Sporting Cyclist - Closure

Closure

The last edition was in April 1968, volume 12, number 4. Wadley had already left and the final issue was edited by Green. His leader said:

This is a critical time for cycling and, consequently, for cycling magazines. The post-war bubble of enthusiasm for the sport and pastime burst many years ago; club memberships shrank, the industry shrivelled and other publications collapsed through lack of support.

Sporting Cyclist was by then owned by Longacre Press, which had bought Buchan's publications. Longacre also published Cycling and the two publications merged. "This new 'tandem' will be known as Cycling and Sporting Cyclist", said the leader, "and will bring the best of all home and foreign journalism within one set of covers every week." Wadley wasn't convinced and set up another magazine, International Cycle Sport, which after 199 issues in 17 years also failed, by which time Wadley's contract as editor had long since not been renewed. Roy Green left Sporting Cyclist to join Amateur Photographer.
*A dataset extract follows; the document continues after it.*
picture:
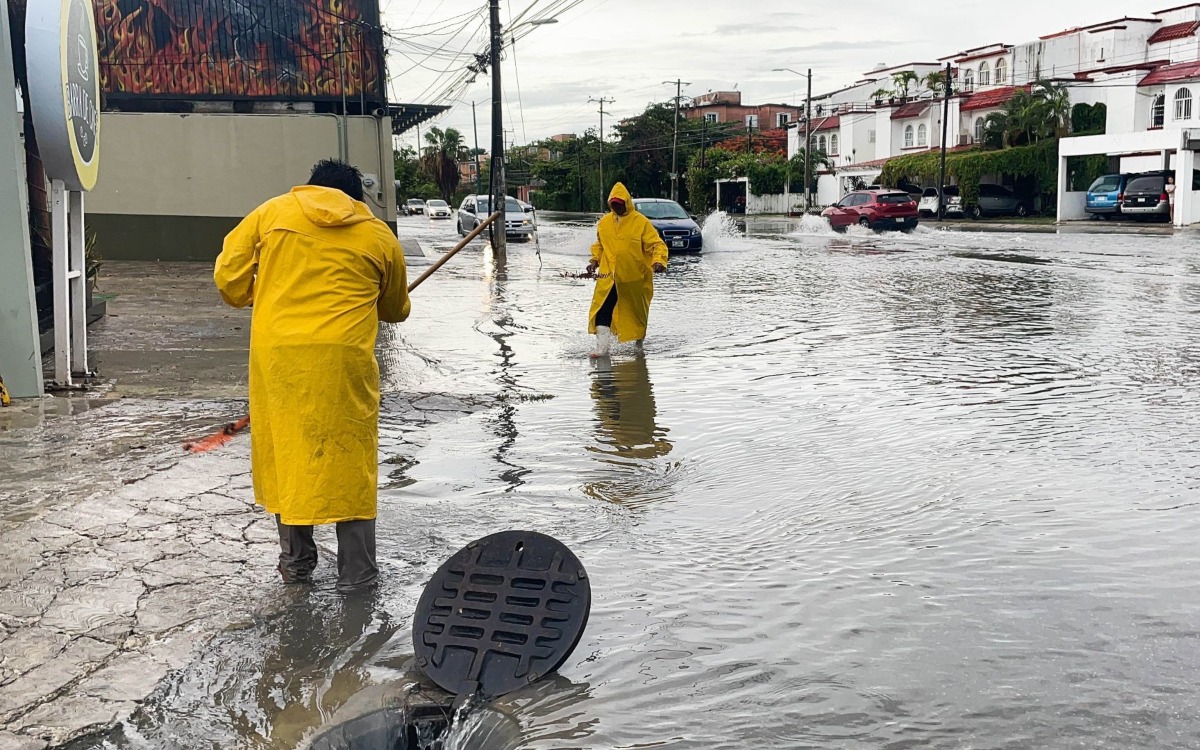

Wadley wrote in his first leading article in International Cycle Sport

I had launched because I knew the cycling world wanted it. There was never any suggestion that it would make a lot of money for anybody. Yet within a few years, after a series of mergers and takeovers, Sporting Cyclist found itself under the control of a giant publishing organisation whose business, understandably, was to make money. A small monthly magazine supported by what it considered to be a "dying industry" was obviously of little interest to such a concern, and its eventual merger with Cycling was simply a matter of time. When the decision was taken I and my most able assistant Roy Green were given the chance of carrying on with the combined publication, but neither accepted the offer.

Sporting Cyclist ran as the centre pages of Cycling for some years before being dropped.